The MPEG encoder spends its bitrate budget with human perception in mind. As the eye focuses more on black and white (luminance) more than color (chrominance), it saves chrominance information at half the resolution as luminance. When an image is fairly static, the encoder will use the extra bitrate to fine tune detail. As we do, when things are moving fast, it sacrifices detail for better motion rendering.

MPEG and Latency

It’s good to understand how an MPEG stream is built and decoded, as it answers the basic question you may experience in your applications – latency. There is so much cross-referencing and storing in the process – making and playing the stream takes time.

Delay and latency is baked into the process. It takes about a minimum of 250 milliseconds, typically 400 – 800 ms, to create a 60Hz stream with a GOP of 15 frames. You can see this when you change channels, where you see about a delay before you see the next program. The decoder has to wait until the first I frame, store that and the next PBB frames, and put them back in sequence to play the video. As the decoder has its own delays in rebuilding and playing the stream, the TV itself adds about 100-200 ms to the total latency. For our new-gen QMODs, the total latency is averages 550 ms, about 400 ms for encoding, 150 ms for decoding.

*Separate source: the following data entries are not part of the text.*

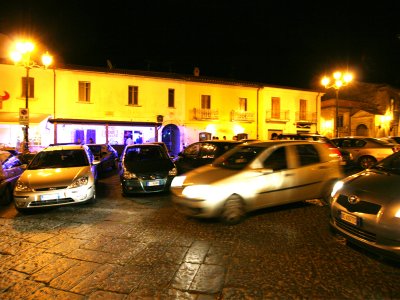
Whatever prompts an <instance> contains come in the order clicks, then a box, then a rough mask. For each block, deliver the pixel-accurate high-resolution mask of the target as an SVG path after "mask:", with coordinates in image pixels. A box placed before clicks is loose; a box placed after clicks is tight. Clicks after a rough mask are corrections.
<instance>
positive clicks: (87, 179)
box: [69, 176, 89, 188]
mask: <svg viewBox="0 0 400 300" xmlns="http://www.w3.org/2000/svg"><path fill="white" fill-rule="evenodd" d="M88 183H89V177H88V176H83V177H80V178H78V179H76V180H74V182H72V184H71V185H70V186H69V188H76V187H80V186H83V185H87V184H88Z"/></svg>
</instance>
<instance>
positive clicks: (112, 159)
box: [87, 144, 118, 172]
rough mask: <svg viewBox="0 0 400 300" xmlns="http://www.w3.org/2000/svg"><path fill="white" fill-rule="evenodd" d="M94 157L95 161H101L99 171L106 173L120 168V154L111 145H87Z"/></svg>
mask: <svg viewBox="0 0 400 300" xmlns="http://www.w3.org/2000/svg"><path fill="white" fill-rule="evenodd" d="M87 146H88V147H89V149H90V150H91V151H92V153H93V155H94V159H95V160H98V161H99V164H98V166H97V169H98V171H99V172H105V171H107V170H109V169H113V170H116V169H117V167H118V152H117V151H116V150H115V149H114V148H113V147H112V146H111V145H109V144H87Z"/></svg>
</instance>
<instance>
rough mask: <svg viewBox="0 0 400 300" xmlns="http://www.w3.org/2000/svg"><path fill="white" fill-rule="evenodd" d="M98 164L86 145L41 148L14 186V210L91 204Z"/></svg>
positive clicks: (18, 210) (59, 145)
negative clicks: (16, 182)
mask: <svg viewBox="0 0 400 300" xmlns="http://www.w3.org/2000/svg"><path fill="white" fill-rule="evenodd" d="M97 163H98V162H97V161H94V160H93V154H92V153H91V152H90V150H89V149H88V147H87V146H85V145H54V146H49V147H47V148H45V149H43V150H42V151H40V152H39V153H37V154H36V155H35V157H34V158H33V160H32V161H31V162H30V164H29V165H28V167H27V168H26V170H25V171H24V172H23V173H22V175H21V176H20V178H19V179H18V181H17V183H16V186H15V188H14V202H15V207H16V209H17V210H18V211H26V210H30V209H35V208H43V207H52V206H61V205H69V204H74V203H83V202H94V201H95V199H96V187H95V183H96V178H97V175H96V174H97V169H96V165H97Z"/></svg>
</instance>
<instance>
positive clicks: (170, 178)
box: [119, 143, 177, 195]
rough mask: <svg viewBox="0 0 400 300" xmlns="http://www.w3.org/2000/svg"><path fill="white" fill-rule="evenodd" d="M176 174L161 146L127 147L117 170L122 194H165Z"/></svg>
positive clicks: (155, 144)
mask: <svg viewBox="0 0 400 300" xmlns="http://www.w3.org/2000/svg"><path fill="white" fill-rule="evenodd" d="M176 173H177V171H176V167H175V164H174V163H173V162H172V160H171V158H170V157H169V156H168V154H167V152H166V151H165V150H164V148H163V147H162V146H160V145H157V144H150V143H148V144H135V145H128V146H126V148H125V150H124V153H123V154H122V159H121V165H120V170H119V177H120V181H121V186H122V194H123V195H129V194H136V193H154V192H167V191H169V188H170V185H171V181H172V179H173V178H174V176H175V175H176Z"/></svg>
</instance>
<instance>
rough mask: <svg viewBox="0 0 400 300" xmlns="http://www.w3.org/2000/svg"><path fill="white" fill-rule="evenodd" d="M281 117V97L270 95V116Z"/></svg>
mask: <svg viewBox="0 0 400 300" xmlns="http://www.w3.org/2000/svg"><path fill="white" fill-rule="evenodd" d="M280 117H281V98H279V97H272V99H271V118H272V119H280Z"/></svg>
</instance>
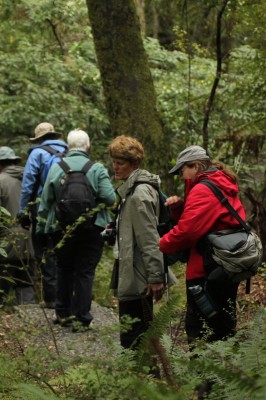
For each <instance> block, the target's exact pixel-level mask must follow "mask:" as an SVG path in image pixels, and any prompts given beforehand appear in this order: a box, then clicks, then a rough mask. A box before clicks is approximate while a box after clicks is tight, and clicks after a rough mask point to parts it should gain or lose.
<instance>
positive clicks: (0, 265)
mask: <svg viewBox="0 0 266 400" xmlns="http://www.w3.org/2000/svg"><path fill="white" fill-rule="evenodd" d="M32 276H33V270H32V263H31V261H28V260H25V262H23V261H19V260H17V261H16V262H14V261H13V262H10V263H8V261H6V263H3V262H1V264H0V304H1V303H3V302H4V300H5V296H6V295H7V294H8V293H9V291H10V290H11V289H12V288H14V290H15V295H16V302H17V304H33V303H34V302H35V299H34V290H33V285H32ZM10 278H11V280H10Z"/></svg>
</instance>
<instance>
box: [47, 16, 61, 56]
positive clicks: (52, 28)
mask: <svg viewBox="0 0 266 400" xmlns="http://www.w3.org/2000/svg"><path fill="white" fill-rule="evenodd" d="M46 21H47V22H48V24H49V25H50V27H51V28H52V31H53V34H54V37H55V39H56V41H57V43H58V44H59V47H60V50H61V54H62V56H63V55H64V54H65V46H64V44H63V43H62V41H61V39H60V37H59V35H58V33H57V29H56V28H57V25H56V24H54V23H53V22H52V21H51V20H50V19H49V18H46Z"/></svg>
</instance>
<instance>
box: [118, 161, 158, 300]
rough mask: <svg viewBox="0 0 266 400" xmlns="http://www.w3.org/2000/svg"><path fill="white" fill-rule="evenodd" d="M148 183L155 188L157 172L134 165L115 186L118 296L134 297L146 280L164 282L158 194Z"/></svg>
mask: <svg viewBox="0 0 266 400" xmlns="http://www.w3.org/2000/svg"><path fill="white" fill-rule="evenodd" d="M146 182H149V183H150V184H147V183H146ZM135 185H136V186H135ZM151 185H153V186H155V187H156V188H158V189H159V185H160V178H159V176H158V175H154V174H151V173H149V172H148V171H145V170H140V169H137V170H135V171H134V172H133V173H132V174H131V175H130V176H129V178H128V179H127V180H126V181H125V182H124V183H123V184H122V185H121V186H119V187H118V189H117V193H118V194H119V196H120V198H121V202H120V209H119V214H118V221H117V222H118V224H117V228H118V237H117V242H118V258H119V277H118V288H117V289H118V291H117V294H118V298H119V299H120V300H131V299H134V298H138V297H139V296H142V295H145V293H146V291H147V286H148V284H149V283H161V282H164V264H163V254H162V253H161V252H160V250H159V246H158V241H159V234H158V231H157V225H158V217H159V211H160V204H159V195H158V191H157V190H156V188H154V187H153V186H151ZM134 187H135V188H134ZM133 188H134V189H133Z"/></svg>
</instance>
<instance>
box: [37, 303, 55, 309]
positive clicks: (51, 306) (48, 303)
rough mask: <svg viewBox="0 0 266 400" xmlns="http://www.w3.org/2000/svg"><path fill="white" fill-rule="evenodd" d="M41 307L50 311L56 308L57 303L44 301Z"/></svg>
mask: <svg viewBox="0 0 266 400" xmlns="http://www.w3.org/2000/svg"><path fill="white" fill-rule="evenodd" d="M40 307H42V308H48V309H51V310H52V309H54V308H55V302H54V301H42V302H41V303H40Z"/></svg>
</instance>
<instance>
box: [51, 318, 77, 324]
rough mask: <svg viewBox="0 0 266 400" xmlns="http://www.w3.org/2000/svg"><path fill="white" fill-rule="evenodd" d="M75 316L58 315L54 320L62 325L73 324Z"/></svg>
mask: <svg viewBox="0 0 266 400" xmlns="http://www.w3.org/2000/svg"><path fill="white" fill-rule="evenodd" d="M73 318H74V317H66V318H61V317H56V318H55V319H54V320H53V323H54V324H55V325H61V326H71V325H72V322H73Z"/></svg>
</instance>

There are techniques for shortening latency, such as dropping all the B frames or shorter GOPs – but there are quality tradeoffs, and many TV tuners aren’t setup for unorthodox encoding.

Evauating Encoder Performance

Not all encoders are created equal. In today’s market, there are products that employ consumer or broadcast quality encoding. In broadcast quality encoding, the tuned channel is very similar to the source video. Static images have clear lines and text – even small text is clear, with very little distortion in font edges. When playing video with fast motion, you can’t see a discernable loss in detail and moving objects aren’t pixellated. Consumer encoding delivers an image that is noticably softer than broadcast quality; a stressed encoder often compensates by softening edges. When there’s motion, you can see a visible loss in detail – an obvious fuzzyness that appears as the encoder sacrfices a lot of detail to process the motion.


MPEG-2 has remained the standard for off-air and cable broadcasting, while DirecTV and IPTV has adopted MPEG-4 (H.264). In addition, IP networks have standardized on MPEG-4 for video over Ethernet, though many players can decode MPEG-2 as well. We will be adding MPEG-4 encoding to our new-generation QMODs in the near future.